Our family had a good transition to online learning when schools closed in March. My 15-year-old moved seamlessly to online learning via Microsoft Teams with a school-issued iPad and a full timetable. My 11-year-old, having dodged the SATs, moved to Google Classroom and spent an hour a day on schoolwork with his Dad’s old work laptop and several hours honing his Fortnite computer game skills. None of it was ideal, but it was straightforward and manageable.
However, our experience was far from commonplace. Inequality of access to online learning provision is widespread. The Department for Education estimates that 25 per cent of children have not engaged in any learning during the lockdown and the National Union of Students say one in five students do not have access to online learning.
I have been told of teachers spending their own money to buy dongles for students to enable connectivity, schools pleading for donations of old computers from the local community, families sharing access to one device and heads delivering paper study packs and food parcels by bicycle.
How did we get caught short?

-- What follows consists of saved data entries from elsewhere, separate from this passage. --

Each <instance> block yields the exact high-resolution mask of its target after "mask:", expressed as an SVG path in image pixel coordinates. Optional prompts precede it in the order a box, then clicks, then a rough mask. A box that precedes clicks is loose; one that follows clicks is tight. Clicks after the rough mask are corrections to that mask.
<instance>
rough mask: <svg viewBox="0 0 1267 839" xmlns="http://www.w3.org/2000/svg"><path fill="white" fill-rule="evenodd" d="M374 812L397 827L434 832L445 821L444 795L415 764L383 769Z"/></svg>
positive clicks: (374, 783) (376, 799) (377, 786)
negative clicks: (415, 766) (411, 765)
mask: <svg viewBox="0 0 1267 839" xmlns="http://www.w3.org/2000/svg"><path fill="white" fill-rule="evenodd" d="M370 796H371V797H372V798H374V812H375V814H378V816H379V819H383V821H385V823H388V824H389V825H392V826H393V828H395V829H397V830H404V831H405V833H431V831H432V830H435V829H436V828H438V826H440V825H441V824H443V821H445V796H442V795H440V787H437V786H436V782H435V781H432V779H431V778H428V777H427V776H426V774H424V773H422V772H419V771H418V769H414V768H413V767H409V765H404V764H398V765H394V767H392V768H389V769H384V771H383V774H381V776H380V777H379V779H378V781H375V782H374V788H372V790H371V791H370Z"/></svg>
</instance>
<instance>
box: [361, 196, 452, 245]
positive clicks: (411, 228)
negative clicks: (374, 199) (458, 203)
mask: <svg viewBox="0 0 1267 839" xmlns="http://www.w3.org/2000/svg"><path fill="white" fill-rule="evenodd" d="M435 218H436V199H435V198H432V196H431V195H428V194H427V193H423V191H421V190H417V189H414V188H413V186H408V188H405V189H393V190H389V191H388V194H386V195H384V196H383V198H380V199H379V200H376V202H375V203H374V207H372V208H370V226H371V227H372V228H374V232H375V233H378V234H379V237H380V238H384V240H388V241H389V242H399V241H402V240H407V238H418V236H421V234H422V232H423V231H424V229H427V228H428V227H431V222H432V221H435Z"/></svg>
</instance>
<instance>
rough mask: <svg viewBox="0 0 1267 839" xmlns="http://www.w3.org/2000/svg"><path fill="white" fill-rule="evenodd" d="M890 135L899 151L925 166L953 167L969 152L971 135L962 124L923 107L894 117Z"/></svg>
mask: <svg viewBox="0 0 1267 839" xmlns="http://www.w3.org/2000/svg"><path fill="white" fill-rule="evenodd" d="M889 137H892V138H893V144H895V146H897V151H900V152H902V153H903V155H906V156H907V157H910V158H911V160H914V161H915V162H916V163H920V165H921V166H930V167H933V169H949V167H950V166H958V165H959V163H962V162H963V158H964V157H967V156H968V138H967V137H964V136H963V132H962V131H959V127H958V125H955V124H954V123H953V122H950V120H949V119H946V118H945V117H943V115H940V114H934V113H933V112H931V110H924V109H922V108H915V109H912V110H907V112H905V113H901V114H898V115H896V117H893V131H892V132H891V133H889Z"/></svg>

It’s 2020. We’ve had leading digital and tech experts at the centre of government for years. But the first edtech strategy was only announced in April 2019 and the £10-million fund is a drop in the ocean if we are to build a future-fit education system. Why has it taken so long to realise what an amazing opportunity technology offers for students and teachers?
We must close the digital access gap
When the Bett Show started in 1985, it was an event for pioneers stocking the computer room. Some 36 years later, Bett is the global meeting place for the education ecosystem from minister to teacher to hardware company and app innovator. And yet, it has taken a pandemic and school closures for Bett to mobilise their community digitally, creating an online hub of best practice and resources as edtech becomes an absolute necessity.
Bett’s Global Education Council has set out a manifesto for the future of education. They believe universal internet connectivity and access to technology are the backbone to ensuring every child’s right to education.
I agree with them. The UK needs world-class digital infrastructure and basic access to the internet should be free for everyone. We will never close the gap or breach the digital divide until we have a level playing field.
Why schools need a long-term digital plan
We must also revisit how we are teaching and what knowledge and skills we want learners to acquire.
One of the great promises of edtech, and indeed all tech, has been that it would make life easier. That may well be true for the school office where management information systems and parent communication apps have positively shifted the dynamic, but it is a much more complex challenge for teaching and learning.
Rare is the school with a well-thought-through digital strategy where tech, infrastructure and teachers work in perfect symbiosis and students have a personalised learning journey. Through heeding the lessons of lockdown, the time is now for all schools to implement a long-term, strategic digital plan to provide the education our young people need and deserve.
As for knowledge and skills, it’s time to rethink what we teach in school. When we all have Google in our pockets, rote learning becomes obsolete. We must teach critical thinking, analytical skills and creativity so children can thrive in this complex, evolving world. We owe this not just to our students, but to the estimated 7 per cent unemployed who want to reskill and contribute as we build our post-COVID and post-Brexit economy. Let’s teach back better.